Mich kriegst du nicht K.O.

Im Herbst 2010 rief der 24-Stunden Frauennotruf die Informations-Kampagne "Mich kriegst du nicht K.O." ins Leben. Ziel der Kampagne war es, aufzuzeigen, was K.O.-Tropfen sin, was man tun kann, um sich davor zu schützen und was man tun sollte, wenn man vermutet Opfer geworden zu sein. Der 24-Stunden Frauennotruf hat dazu Präventionsmaßnahmen und Verhaltenstipps formuliert.

Kampagnen 2009 bis 2010

Der richtige Standpunkt: Gegen Gewalt

Die Kampagne "Der richtige Standpunkt: Gegen Gewalt" war eine Initiative der damaligen Frauenstadträtin Sandra Frauenberger. Sie wurde vom Frauenservice Wien (MA 57) - 24-Stunden Frauennotruf in Kooperation mit dem Verein Wiener Frauenhäuser durchgeführt. Die Kampagne lief von 22. Oktober 2009 bis Ende 2010. Das Konzept der Kampagne stammt aus Deutschland. Dort hat der Bundesverband "Frauenberatungsstellen und Frauennotrufe" die Aktion unter demselben Titel im Jahr 2007 sehr erfolgreich durchgeführt.

Ziel der Kampagne war es, das Thema "Gewalt gegen Frauen" noch stärker in das öffentliche Bewusstsein zu heben, Beratungsstellen zu bewerben sowie alle zur Auseinandersetzung mit dem Thema Gewalt aufzurufen. Prominente Österreicher*innen haben ihren Standpunkt gegen Gewalt klar gemacht: Sie haben ihre Beine mit einer eindeutigen Aussage gegen Gewalt fotografieren lassen.

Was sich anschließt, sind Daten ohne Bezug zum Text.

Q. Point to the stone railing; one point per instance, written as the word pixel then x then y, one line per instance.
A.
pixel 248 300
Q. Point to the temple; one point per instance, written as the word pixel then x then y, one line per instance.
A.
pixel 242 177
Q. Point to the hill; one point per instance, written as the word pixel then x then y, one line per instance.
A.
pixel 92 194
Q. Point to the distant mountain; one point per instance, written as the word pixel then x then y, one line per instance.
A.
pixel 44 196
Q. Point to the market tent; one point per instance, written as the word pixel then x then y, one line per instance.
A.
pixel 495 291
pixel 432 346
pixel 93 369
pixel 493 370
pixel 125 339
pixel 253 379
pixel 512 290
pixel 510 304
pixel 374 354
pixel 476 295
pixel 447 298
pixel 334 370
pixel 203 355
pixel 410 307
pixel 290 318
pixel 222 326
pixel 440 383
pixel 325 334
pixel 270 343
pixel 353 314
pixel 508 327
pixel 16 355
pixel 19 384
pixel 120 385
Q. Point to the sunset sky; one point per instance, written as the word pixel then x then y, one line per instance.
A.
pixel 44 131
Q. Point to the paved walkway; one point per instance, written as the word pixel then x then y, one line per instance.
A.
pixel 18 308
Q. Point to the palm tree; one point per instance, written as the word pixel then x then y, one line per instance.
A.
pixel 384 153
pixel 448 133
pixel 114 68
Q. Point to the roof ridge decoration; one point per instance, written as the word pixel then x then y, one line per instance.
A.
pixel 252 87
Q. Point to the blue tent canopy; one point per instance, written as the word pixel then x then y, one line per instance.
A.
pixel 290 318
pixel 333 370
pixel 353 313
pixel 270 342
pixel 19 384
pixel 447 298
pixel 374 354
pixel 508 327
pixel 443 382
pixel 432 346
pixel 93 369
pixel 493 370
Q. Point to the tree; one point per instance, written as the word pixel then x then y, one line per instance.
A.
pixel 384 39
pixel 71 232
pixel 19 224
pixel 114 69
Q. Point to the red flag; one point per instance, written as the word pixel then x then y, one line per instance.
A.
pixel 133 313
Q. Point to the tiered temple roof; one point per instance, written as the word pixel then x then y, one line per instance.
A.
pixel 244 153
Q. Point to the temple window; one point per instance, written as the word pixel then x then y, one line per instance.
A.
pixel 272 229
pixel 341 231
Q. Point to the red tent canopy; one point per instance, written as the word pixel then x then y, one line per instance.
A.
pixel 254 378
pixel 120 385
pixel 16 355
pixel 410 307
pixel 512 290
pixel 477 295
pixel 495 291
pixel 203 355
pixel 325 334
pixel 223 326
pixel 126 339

2010 startete die Mitmachkampagne "Der richtige Standpunkt: Gegen Gewalt" - Personen aus dem In- und Ausland zeigten bei unterschiedlichen Veranstaltungen, wie zum Beispiel dem Frauenlauf 2010 ihre Standpunkte und ließen ihre Statements fotografieren mit selbstbewussten Auftritt fotografieren.

Kampagnen 2009

Pfeifkonzert "Ich pfeif' auf Gewalt!"

Österreichische Städte setzten am 25. November 2009 ein lautstarkes Zeichen gegen Gewalt. Das Motto lautete: "Ich pfeif' auf Gewalt!". Das Pfeifkonzert war eine Aktion des Frauenausschusses des Österreichischen Städtebundes. Es fand zu Beginn der "16 Tage gegen Gewalt" in Graz, Innsbruck, Klagenfurt, Knittelfeld, Salzburg, Schwechat, St. Pölten, St. Valentin, Villach, Wiener Neustadt und Wien statt.

Kampagnen 2008

Sicher leben in Wien

Für die Fußball-Europameisterschaft 2008 hat der 24-Stunden Frauennotruf den Flyer "10 Tipps für Ihre Sicherheit" entwickelt. Der Flyer sollte Mädchen und Frauen informieren, welche Punkte sie zu ihrem eigenen Schutz beachten können, um nicht nur eine unbeschwerte, sondern auch eine möglichst sichere EURO zu erleben.